Speaker
Description
While the conventional lower single-null (LSN) divertor will be tested in ITER, its extrapolation to power-plant conditions remains uncertain, motivating the exploration of further optimised solutions. Three geometrical parameters can be changed independently in the LSN configuration: poloidal length of the divertor legs, poloidal flux expansion at the target and radial position of the strike points. Additional magnetic nulls can be included in the path towards improved heat exhaust solutions. Each of these variations has an associated alternative divertor configuration (ADC): long-legged divertor (LLD), X-divertor, super-X divertor and X-point target. Different experimental campaigns on the TCV tokamak have investigated the impact of these ADCs on divertor power exhaust, showing varying degrees of improvement depending on the configuration. Modelling efforts, however, remain scarce and focused so far on interpretative modelling with mean-field codes lacking turbulent transport.
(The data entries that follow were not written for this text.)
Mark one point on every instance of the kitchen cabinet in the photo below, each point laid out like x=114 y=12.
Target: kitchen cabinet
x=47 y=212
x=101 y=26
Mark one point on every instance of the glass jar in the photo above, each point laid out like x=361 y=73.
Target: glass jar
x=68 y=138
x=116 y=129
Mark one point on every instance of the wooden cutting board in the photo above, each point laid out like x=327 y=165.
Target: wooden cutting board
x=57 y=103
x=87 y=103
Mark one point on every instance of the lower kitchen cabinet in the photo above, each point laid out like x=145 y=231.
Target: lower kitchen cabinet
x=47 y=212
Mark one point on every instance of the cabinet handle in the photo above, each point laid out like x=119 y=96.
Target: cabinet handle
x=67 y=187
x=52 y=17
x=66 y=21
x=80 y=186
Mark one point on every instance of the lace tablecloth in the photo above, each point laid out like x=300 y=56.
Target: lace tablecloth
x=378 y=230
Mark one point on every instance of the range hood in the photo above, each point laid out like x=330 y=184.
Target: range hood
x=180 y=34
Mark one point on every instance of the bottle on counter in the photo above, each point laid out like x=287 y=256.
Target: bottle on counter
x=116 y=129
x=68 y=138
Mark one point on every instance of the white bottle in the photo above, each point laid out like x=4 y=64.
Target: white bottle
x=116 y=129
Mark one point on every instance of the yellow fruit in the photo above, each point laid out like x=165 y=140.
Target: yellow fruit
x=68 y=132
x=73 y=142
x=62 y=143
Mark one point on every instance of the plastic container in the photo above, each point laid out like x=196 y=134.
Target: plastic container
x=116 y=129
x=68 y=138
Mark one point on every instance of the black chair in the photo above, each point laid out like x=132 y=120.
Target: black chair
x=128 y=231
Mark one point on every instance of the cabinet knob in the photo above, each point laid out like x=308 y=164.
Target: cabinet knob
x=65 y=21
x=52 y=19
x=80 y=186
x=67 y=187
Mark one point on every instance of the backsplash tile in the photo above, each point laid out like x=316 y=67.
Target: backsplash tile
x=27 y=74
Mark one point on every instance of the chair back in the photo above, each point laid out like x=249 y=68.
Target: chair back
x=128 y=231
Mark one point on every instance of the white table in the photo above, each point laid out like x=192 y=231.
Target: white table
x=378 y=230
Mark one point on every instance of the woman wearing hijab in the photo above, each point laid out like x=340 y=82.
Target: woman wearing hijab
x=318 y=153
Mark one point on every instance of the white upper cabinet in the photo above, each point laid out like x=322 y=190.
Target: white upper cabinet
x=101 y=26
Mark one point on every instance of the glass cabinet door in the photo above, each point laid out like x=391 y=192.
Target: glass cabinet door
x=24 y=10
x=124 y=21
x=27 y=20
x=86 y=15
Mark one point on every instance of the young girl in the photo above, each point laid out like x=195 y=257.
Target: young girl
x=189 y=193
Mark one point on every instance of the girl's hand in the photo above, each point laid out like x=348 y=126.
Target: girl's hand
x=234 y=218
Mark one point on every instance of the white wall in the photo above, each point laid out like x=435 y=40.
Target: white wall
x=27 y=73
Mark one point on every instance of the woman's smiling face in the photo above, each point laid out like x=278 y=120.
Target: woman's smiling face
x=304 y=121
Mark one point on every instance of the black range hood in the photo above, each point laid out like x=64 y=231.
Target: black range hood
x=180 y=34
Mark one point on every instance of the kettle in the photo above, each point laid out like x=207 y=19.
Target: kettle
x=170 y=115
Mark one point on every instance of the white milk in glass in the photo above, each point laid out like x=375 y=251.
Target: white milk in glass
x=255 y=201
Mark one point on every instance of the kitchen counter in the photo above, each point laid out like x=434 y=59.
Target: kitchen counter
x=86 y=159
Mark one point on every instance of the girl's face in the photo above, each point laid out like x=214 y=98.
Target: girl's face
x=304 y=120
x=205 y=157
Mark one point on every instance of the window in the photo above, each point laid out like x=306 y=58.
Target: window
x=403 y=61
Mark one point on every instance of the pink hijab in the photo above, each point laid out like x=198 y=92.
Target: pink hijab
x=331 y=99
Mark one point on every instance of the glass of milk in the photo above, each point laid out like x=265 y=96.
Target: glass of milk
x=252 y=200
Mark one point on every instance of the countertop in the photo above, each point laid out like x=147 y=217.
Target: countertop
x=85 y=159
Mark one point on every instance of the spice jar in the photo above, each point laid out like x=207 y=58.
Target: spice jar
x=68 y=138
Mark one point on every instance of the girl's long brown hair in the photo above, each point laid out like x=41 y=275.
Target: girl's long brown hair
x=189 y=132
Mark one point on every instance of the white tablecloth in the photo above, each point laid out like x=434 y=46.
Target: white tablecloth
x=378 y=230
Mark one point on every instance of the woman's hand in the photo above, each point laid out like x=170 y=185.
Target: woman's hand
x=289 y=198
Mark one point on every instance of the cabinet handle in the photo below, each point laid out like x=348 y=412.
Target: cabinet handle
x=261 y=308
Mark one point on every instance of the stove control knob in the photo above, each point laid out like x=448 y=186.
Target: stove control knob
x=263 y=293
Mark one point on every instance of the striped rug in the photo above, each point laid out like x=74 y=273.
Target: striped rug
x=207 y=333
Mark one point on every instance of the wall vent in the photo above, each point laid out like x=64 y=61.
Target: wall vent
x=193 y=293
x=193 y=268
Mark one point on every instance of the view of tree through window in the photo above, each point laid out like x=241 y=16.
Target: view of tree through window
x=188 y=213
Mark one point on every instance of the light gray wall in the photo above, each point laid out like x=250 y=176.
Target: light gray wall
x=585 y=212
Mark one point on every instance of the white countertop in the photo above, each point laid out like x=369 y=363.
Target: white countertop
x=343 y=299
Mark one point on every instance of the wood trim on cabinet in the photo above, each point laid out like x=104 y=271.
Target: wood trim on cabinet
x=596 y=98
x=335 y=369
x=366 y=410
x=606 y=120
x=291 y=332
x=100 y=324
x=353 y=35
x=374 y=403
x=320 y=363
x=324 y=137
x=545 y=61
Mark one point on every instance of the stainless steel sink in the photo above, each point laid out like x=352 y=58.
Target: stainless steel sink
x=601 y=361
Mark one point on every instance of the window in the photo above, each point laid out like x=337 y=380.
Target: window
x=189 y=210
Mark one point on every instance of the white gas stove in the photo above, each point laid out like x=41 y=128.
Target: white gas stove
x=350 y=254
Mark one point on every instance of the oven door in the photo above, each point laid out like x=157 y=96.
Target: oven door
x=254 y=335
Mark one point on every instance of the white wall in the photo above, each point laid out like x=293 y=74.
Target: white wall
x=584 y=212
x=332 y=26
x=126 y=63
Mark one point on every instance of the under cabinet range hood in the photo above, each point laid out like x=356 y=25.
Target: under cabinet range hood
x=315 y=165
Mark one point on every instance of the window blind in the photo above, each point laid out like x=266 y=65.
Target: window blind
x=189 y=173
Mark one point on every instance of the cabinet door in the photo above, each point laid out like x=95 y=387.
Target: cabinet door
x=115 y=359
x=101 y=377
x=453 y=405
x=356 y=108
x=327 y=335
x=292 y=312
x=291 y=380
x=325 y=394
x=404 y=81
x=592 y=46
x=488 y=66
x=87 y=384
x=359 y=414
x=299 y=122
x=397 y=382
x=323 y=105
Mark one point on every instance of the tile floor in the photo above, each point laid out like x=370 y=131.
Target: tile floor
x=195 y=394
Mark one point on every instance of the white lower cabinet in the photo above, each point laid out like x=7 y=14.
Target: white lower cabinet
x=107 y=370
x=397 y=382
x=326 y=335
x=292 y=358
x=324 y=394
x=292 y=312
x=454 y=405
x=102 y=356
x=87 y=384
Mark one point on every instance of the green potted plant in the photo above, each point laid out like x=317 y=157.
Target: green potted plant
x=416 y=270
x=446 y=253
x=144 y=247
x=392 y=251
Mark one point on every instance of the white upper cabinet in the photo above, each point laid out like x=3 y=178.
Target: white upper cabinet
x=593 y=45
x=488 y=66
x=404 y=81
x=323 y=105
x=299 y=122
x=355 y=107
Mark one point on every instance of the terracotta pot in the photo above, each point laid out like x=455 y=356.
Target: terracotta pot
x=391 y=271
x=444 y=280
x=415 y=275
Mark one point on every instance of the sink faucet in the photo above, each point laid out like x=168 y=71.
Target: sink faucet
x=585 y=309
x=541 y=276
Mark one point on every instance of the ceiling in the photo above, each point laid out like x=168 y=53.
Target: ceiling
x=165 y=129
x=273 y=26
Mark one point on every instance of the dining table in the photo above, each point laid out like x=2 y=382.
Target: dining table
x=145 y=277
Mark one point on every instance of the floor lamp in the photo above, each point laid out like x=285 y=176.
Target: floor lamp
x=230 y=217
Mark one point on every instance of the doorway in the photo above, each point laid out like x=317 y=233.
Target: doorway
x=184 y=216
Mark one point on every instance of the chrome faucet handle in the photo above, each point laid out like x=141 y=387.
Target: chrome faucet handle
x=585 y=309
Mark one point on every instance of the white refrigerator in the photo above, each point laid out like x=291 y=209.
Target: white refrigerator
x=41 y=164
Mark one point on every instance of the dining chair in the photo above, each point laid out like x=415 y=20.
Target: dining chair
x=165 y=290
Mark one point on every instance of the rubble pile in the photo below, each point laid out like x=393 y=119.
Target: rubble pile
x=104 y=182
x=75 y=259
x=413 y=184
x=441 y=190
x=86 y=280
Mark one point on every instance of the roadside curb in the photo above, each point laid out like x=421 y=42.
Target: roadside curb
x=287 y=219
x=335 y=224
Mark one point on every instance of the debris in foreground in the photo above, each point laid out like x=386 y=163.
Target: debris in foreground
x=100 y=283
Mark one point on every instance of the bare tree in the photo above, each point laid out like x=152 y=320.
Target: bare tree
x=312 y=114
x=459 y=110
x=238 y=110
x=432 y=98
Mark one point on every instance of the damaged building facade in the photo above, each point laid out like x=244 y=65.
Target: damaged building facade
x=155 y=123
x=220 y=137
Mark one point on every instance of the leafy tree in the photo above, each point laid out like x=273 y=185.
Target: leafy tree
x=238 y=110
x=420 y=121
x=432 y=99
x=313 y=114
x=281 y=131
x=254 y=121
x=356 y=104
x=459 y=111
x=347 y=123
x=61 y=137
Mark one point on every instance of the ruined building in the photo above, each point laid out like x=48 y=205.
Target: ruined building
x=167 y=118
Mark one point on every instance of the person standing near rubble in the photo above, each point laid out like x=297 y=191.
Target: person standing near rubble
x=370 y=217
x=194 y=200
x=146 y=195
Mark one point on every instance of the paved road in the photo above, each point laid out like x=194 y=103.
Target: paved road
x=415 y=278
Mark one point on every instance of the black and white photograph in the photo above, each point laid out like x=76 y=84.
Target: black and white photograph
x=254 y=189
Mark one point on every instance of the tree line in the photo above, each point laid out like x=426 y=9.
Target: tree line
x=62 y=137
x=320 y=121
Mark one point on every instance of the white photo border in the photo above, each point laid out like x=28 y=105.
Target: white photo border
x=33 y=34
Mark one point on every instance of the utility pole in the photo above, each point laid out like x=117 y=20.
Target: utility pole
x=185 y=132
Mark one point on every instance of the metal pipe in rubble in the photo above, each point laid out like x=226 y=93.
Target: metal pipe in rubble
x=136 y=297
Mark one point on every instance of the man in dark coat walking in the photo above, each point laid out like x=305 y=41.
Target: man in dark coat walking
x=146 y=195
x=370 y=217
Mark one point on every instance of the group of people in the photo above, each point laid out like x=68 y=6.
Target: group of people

In order to improve the physics understanding of the ADCs, we performed turbulence simulations of TCV plasmas with different magnetic geometries, precisely the LSN and the four aforementioned ADCs mentioned. The simulations were carried out by using GBS, a first-principles, 3D, global turbulence code that self-consistently evolves the plasma dynamics with the neutral atoms modelled kinetically. A detailed comparative analysis of the considered configurations highlights the role of turbulence in particle and heat exhaust and its interplay with magnetic geometry, pointing out their relative strengths and weaknesses. All ADCs show the decrease in divertor heat load with respect to the LSN configuration. The LLD achieves this heat flux reduction through its increased divertor volume, while the turbulent dynamics are not affected. In contrast, the other configurations benefit from modifications of the turbulent dynamics. These findings constitute important elements for more reliable predictions of ADC performance in future devices.